Um casarão erguido em 1920 mantém vivas as memórias de Juazeiro do Piauí, município conhecido como 'Capital das Pedras'. A edificação, que atualmente abriga a Casa da Cultura, conserva objetos e documentos fundamentais sobre a origem da cidade e foi um dos destaques do programa Piauí de Riquezas, da TV Clube, exibido no último sábado (2).

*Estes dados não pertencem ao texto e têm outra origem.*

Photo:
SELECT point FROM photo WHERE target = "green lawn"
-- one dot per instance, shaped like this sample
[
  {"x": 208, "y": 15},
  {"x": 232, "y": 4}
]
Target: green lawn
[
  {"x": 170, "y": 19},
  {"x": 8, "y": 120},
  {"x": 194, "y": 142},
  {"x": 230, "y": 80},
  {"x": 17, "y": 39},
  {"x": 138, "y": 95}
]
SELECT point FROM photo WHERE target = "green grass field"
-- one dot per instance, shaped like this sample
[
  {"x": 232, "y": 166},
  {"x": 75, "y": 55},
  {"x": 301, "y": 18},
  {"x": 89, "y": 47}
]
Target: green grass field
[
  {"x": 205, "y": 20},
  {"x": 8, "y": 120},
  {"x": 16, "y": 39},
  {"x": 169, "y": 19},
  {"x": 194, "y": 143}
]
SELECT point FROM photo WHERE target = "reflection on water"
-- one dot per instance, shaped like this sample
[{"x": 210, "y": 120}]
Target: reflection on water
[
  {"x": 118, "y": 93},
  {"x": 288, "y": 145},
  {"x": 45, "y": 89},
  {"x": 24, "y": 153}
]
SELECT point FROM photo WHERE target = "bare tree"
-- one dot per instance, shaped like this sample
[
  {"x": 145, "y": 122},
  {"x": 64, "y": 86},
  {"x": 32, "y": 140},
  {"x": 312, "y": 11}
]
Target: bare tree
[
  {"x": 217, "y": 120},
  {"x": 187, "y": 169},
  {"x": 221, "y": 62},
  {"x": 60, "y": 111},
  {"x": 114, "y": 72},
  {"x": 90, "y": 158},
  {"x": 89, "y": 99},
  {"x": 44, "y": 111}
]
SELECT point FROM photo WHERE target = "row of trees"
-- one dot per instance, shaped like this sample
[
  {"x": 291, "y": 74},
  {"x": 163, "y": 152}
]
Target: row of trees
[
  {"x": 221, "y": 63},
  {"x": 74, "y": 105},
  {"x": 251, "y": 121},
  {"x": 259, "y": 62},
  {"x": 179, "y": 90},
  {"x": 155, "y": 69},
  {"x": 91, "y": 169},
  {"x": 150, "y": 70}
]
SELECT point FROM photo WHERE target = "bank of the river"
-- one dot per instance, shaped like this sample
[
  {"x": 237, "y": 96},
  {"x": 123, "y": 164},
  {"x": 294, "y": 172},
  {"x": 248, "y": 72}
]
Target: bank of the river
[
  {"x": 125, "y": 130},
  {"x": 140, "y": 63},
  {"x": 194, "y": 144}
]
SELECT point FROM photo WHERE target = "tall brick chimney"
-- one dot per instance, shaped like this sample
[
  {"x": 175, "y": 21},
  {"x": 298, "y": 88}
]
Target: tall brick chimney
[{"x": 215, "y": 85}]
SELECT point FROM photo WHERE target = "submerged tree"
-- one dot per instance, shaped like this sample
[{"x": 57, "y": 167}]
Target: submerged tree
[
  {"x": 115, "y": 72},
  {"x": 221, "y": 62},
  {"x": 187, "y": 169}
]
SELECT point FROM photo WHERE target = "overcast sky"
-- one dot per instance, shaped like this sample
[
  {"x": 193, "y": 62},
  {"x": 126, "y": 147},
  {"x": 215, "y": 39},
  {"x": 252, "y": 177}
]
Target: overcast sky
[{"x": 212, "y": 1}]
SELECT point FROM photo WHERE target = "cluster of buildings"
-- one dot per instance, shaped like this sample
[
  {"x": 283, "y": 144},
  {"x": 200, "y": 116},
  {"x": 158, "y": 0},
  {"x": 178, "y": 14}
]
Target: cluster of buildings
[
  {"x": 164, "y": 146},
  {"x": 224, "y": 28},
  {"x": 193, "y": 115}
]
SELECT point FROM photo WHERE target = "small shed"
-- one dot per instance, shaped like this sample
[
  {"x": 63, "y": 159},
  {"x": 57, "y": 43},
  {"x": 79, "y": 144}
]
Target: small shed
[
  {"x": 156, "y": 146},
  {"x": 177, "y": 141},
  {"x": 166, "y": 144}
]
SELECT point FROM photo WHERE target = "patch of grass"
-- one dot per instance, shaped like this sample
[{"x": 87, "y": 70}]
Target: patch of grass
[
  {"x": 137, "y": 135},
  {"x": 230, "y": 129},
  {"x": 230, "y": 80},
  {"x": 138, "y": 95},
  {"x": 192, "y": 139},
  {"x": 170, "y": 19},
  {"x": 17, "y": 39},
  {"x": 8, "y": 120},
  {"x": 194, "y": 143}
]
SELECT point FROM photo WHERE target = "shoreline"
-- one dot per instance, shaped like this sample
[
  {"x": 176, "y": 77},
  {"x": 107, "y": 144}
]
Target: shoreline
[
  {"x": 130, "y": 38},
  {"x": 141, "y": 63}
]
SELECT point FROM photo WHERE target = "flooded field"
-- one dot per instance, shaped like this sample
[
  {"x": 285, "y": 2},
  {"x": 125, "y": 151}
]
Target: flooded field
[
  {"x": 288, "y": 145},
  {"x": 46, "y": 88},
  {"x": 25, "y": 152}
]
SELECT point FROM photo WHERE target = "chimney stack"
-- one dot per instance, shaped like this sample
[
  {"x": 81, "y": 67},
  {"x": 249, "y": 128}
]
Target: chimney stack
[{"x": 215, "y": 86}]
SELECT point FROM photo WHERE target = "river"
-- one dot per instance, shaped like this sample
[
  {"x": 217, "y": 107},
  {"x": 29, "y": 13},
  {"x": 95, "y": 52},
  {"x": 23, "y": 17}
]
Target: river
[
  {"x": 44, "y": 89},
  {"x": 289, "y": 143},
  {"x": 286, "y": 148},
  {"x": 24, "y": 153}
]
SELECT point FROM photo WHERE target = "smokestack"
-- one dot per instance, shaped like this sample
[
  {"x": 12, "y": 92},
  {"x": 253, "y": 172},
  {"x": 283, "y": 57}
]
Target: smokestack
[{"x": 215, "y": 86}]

Localização e características
Localizada na região Norte do estado, inserida no semiárido nordestino, a cidade possui pouco mais de 5 mil habitantes e é reconhecida pelo estilo de vida simples e acolhedor. O nome Juazeiro do Piauí teria sido inspirado em um pé de juá que existia em frente à residência do empresário e pecuarista João Pereira Dutra, por volta de 1920.
A árvore símbolo
Em 1960, devido ao lajeiro raso, a árvore original, de grande porte, tombou, deixando raízes expostas e o tronco deitado. Por volta de 1973, a planta não resistiu a uma forte estiagem e morreu. Nessa mesma época, foi plantada uma nova muda, que permanece viva até os dias atuais.
Casa Dutra: de comércio a centro cultural
A poucos metros da árvore está a Casa Dutra, que passou a ser chamada de Casa da Cultura. De acordo com o historiador Ricardo Vasconcelos, o imóvel foi um dos primeiros estabelecimentos comerciais da região. No local, os visitantes encontram peças antigas que ajudam a reconstruir esse passado. Entre os itens expostos estão telhas originais, pregos retirados do teto antigo, lamparina, rádio, ferro de passar, fotografias e documentos históricos da família Dutra. O casarão também guarda figurinos e adereços ligados às manifestações culturais do município.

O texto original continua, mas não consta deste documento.